Insieme è meglio: la rete si fa strada

Varese quinta in Lombardia per numero di imprese coinvolte. Univa: «Così puntano ai mercati esteri». «Laboratorio con pochi paragoni». Orsi (Cna): «Si può fare di più». Colombo: «Più investimenti»

– Reti di impresa, Varese è la quinta provincia in Lombardia. «Più dei numeri», ammonisce però il presidente di Univa Giovanni Brugnoli, «ciò che colpisce è il motivo per cui nascono».
Intanto, però, ci sono i dati, raccolti da Intesa San Paolo nel suo quinto osservatorio sulle reti di impresa in Italia. Stando ai quali sono 127 le aziende varesine che hanno aderito ad una rete. E sono 64 i network di imprese a livello nazionale che vedono protagonista almeno una realtà con sede legale a Varese.
Numeri che fanno di questa provincia la quinta a livello regionale. La quarta se si tiene conto che Milano assorbe un terzo delle imprese coinvolte una rete, con dimensioni non paragonabili a quelli delle altre realtà territoriali. Tolto il capoluogo, meglio del Varesotto fanno Brescia, Bergamo e Monza-Brianza.
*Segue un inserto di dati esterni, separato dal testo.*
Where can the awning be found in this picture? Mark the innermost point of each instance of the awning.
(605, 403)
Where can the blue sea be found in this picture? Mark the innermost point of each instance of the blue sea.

Detto dei numeri, ecco le motivazioni. «Da noi le imprese fanno rete sull’acquisto di materie prime, sull’alleanza tra concorrenti per lo sbarco comune sui mercati esteri». Tema, quest’ultimo, «impensabile fino a qualche anno fa», sottolinea Brugnoli.
Ancora, «su progetti per innovare la fornitura alle pubbliche amministrazioni, il risparmio energetico, la formazione on-line e il welfare aziendale». Oltre «allo sviluppo e alla promozione di nuovi prodotti, dal design fino alle campagne di comunicazioni».

Lungo elenco, quello di Brugnoli, che porta il presidente di Univa ad affermare come «Varese si conferma un laboratorio imprenditoriale con pochi paragoni». Dove a colpire, più che le dimensioni di un fenomeno «ancora di nicchia», è piuttosto «l’alto tasso di innovazione con cui viene oggi vissuto il ruolo di imprenditore, anche sul lato culturale».
In questo quadro fatto di grandi potenzialità, l’unica stonatura riguarda «un calo di tensione da parte delle istituzioni che all’inizio sembravano sostenere con più

forza e più risorse questo nuovo strumento». Mentre oggi «vediamo un po’ tirare i remi in barca, sia sul fronte delle agevolazioni fiscali sia sulla dote messa a disposizione con bandi pubblici».
«Se guardo ai numeri, direi che siamo solo all’inizio», afferma Franco Orsi (Cna), «per gli artigiani e le micro imprese, fare rete oggi è ancora un discorso ostico». Il problema è culturale: «Quelli che potrebbero essere potenziali partner vengono ancora percepiti come concorrenti». Con i quali difficilmente si ha voglia di cooperare.

Qualcuno però «comincia a capire che questa è l’unica soluzione per aggiudicarsi appalti importanti e affrontare il discorso dell’internazionalizzazione». Succede ad esempio nel settore della meccanica. Dove «invece di rinunciare a una commessa perché non si ha la forza di investire in personale e macchinari, ci si mette in rete».
E questo non è l’unico vantaggio: «Insieme», afferma Mauro Colombo, dg di Confartigianato, «si abbattono i prezzi e i costi, si può fare ricerca e sviluppo, si facilita l’innovazione e si promuovono meglio i propri prodotti sui mercati esteri». Soprattutto «ci si può permettere investimenti che, da soli, sono inimmaginabili».
Due le reti lanciate dagli artigiani: Gea nel settore alimentare, Ecos nella bioedilizia. «La rete», ammonisce però Colombo, «non nasce subito, né per caso: la conoscenza porta gli imprenditori a pratica quella rete informale per ottimizzare conoscenze e risorse. Relazioni trasversali e diffusione delle idee: questa è la rete».